Effect of Stress-Strain Curve on Burst Pressure Prediction for Pipelines With and Without Corrosion Defects

Abstract

Abstract Recent research in remaining burst strength prediction models for corroded pipeline has found that the material strain hardening property (stress-strain curve shape) is crucial for improving the prediction accuracy. The comparison between finite element analysis (FEA) and full-scale burst test results in a recent study also demonstrated strong evidence of the plastic instability failure mechanism for pipe samples with corrosion defects, suggesting that the strain hardening property has a key role in the burst strength of corroded pipes. In this paper, analytical burst pressure prediction models for pipes with and without corrosion defects are briefly reviewed to illustrate the theoretical basis for including the strain hardening property in the model prediction.

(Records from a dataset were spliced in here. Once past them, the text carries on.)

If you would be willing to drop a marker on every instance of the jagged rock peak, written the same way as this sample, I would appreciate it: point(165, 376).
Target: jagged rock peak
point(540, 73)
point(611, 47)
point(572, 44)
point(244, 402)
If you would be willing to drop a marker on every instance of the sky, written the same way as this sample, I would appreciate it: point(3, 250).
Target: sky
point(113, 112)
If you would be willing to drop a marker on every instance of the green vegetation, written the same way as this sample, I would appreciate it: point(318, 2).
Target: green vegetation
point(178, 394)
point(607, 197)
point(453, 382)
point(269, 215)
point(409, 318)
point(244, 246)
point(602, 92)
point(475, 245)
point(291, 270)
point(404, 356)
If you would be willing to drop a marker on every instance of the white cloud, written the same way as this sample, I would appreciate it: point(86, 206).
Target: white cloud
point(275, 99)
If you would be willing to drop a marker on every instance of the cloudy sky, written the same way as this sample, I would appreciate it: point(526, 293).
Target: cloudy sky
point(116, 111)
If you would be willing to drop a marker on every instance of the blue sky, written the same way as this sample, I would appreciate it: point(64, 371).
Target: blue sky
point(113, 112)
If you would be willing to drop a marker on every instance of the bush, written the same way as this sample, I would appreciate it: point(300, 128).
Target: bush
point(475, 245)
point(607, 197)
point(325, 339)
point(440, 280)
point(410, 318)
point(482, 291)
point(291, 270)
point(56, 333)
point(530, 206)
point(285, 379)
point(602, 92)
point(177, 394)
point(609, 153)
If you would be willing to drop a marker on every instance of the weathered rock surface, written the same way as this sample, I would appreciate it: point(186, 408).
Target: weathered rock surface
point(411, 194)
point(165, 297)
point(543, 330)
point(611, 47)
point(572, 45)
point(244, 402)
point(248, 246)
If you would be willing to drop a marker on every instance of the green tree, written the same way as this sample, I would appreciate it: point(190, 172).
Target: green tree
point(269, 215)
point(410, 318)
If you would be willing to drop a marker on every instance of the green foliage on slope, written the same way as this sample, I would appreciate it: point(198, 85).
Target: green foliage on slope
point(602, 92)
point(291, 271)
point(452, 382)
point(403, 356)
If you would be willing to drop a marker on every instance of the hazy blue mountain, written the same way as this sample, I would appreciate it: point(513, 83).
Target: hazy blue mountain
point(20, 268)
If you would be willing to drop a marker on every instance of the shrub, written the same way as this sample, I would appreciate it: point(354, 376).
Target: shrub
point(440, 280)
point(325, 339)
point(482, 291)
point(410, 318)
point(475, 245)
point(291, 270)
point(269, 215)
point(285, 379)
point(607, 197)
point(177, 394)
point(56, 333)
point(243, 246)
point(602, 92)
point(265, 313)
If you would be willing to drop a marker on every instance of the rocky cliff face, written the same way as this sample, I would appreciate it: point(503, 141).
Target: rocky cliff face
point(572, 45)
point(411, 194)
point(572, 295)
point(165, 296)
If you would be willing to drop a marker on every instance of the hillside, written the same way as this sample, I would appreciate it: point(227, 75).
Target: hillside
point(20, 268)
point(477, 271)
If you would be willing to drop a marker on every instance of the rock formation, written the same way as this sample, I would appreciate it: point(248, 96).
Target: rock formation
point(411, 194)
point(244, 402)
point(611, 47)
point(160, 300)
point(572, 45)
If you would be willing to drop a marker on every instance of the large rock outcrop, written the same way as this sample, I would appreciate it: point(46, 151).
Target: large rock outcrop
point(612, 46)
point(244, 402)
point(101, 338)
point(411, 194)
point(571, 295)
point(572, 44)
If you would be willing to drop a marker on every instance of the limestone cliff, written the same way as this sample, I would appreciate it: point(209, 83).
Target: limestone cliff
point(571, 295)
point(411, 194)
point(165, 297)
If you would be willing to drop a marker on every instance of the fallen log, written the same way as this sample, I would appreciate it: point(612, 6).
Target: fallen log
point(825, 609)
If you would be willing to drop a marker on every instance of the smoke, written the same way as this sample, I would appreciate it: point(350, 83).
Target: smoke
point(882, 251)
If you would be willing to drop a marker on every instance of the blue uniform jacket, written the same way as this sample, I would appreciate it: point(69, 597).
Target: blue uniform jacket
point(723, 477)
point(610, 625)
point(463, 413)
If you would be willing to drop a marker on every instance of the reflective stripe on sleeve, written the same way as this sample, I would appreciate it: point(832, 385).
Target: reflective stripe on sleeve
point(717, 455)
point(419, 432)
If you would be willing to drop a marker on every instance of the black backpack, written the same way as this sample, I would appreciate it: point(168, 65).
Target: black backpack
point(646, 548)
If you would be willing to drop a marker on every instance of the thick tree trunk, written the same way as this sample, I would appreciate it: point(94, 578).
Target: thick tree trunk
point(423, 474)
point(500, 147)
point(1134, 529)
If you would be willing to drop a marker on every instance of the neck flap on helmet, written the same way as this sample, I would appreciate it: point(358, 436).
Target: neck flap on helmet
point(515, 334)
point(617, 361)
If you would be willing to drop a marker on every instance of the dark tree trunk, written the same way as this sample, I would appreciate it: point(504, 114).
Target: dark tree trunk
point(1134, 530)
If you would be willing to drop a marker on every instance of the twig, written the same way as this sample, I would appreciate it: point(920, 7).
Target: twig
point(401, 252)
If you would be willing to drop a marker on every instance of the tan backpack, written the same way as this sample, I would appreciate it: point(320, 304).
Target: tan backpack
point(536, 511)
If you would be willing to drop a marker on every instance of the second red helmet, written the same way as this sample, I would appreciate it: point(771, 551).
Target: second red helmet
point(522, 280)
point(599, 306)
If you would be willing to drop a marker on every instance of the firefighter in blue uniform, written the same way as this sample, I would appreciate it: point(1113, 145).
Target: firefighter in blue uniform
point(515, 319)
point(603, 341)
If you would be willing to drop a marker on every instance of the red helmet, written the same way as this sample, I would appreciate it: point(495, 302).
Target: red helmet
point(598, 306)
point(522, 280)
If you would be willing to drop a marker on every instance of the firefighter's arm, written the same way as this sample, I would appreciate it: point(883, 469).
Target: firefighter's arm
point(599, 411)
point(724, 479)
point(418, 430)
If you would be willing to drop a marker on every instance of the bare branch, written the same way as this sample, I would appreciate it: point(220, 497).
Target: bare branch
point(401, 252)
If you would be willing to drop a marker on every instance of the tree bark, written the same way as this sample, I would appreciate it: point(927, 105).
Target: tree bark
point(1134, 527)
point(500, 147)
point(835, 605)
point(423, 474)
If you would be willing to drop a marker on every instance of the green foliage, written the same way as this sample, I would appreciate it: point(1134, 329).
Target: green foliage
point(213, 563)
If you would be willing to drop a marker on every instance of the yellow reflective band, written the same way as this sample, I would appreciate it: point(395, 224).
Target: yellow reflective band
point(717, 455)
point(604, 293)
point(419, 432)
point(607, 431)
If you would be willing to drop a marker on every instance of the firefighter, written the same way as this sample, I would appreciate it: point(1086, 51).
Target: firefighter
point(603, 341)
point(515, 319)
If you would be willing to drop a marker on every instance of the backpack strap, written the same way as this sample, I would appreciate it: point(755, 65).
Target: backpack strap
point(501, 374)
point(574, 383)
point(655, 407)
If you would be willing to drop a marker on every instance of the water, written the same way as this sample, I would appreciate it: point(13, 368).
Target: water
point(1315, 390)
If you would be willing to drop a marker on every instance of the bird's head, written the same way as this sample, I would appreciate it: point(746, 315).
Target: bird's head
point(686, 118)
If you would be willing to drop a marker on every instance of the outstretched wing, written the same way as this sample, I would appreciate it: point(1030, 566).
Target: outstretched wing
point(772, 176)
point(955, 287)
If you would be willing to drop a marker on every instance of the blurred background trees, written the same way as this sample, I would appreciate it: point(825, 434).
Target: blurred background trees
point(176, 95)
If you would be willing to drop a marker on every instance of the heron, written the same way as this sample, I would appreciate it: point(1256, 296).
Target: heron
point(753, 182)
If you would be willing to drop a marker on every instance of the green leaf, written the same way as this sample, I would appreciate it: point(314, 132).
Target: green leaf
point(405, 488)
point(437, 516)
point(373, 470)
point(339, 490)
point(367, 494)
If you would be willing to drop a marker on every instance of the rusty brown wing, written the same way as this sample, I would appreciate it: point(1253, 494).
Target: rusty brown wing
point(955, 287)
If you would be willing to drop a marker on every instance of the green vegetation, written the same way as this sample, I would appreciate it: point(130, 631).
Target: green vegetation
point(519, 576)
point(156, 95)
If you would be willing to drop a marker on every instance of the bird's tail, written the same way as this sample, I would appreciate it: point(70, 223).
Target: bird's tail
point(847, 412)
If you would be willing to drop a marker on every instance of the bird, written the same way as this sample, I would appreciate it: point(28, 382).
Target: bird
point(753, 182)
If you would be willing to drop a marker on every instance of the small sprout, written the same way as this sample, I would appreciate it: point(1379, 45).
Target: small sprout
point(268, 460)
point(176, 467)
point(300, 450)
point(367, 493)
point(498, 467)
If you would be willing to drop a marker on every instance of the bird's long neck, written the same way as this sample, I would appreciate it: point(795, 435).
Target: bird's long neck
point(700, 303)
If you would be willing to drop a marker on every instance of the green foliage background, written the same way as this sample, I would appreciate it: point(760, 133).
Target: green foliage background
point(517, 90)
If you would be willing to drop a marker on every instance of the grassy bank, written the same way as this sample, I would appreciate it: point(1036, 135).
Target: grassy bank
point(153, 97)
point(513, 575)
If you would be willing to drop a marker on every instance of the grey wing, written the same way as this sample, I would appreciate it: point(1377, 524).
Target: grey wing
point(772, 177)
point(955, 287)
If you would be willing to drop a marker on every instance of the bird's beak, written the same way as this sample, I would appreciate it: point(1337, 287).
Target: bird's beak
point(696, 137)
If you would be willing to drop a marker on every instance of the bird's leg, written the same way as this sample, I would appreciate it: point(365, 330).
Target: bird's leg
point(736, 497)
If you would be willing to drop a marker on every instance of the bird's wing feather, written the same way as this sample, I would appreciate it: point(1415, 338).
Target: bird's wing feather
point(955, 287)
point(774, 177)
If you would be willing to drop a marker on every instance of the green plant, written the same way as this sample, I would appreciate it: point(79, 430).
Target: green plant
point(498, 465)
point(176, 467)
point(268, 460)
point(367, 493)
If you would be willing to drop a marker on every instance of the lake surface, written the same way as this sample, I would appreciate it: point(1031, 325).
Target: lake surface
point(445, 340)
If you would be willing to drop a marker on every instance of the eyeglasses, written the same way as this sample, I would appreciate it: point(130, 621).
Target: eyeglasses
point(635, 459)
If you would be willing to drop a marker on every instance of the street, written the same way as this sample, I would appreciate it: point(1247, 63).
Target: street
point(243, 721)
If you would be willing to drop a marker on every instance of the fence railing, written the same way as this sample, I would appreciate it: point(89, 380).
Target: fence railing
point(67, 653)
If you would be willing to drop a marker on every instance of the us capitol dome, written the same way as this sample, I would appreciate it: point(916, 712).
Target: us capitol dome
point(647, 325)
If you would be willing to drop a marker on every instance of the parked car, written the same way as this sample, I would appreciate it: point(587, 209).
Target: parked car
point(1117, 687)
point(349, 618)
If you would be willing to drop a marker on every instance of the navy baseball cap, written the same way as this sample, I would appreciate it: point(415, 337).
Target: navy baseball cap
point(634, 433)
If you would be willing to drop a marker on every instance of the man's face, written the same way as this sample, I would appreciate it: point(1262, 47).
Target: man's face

A suite of parametric FEA was then conducted on previously tested pipe samples with two different materials to further investigate the effect of the strain hardening property on the burst pressure prediction of corroded pipelines. Based on the test evidence from a recent study, a plastic instability-based failure criterion was proposed for FEA prediction of the burst pressure. The proposed failure criterion was further validated by full-scale burst test results referenced in this study. Based on the FEA burst pressure prediction with the new failure criterion, the effect of the strain hardening property on burst strength of pipe samples with corrosion defects was quantitatively evaluated. Using the parametric FEA results, selected remaining burst strength models were critically examined. The outcome of the model assessment provided a basis for future improvement of these models.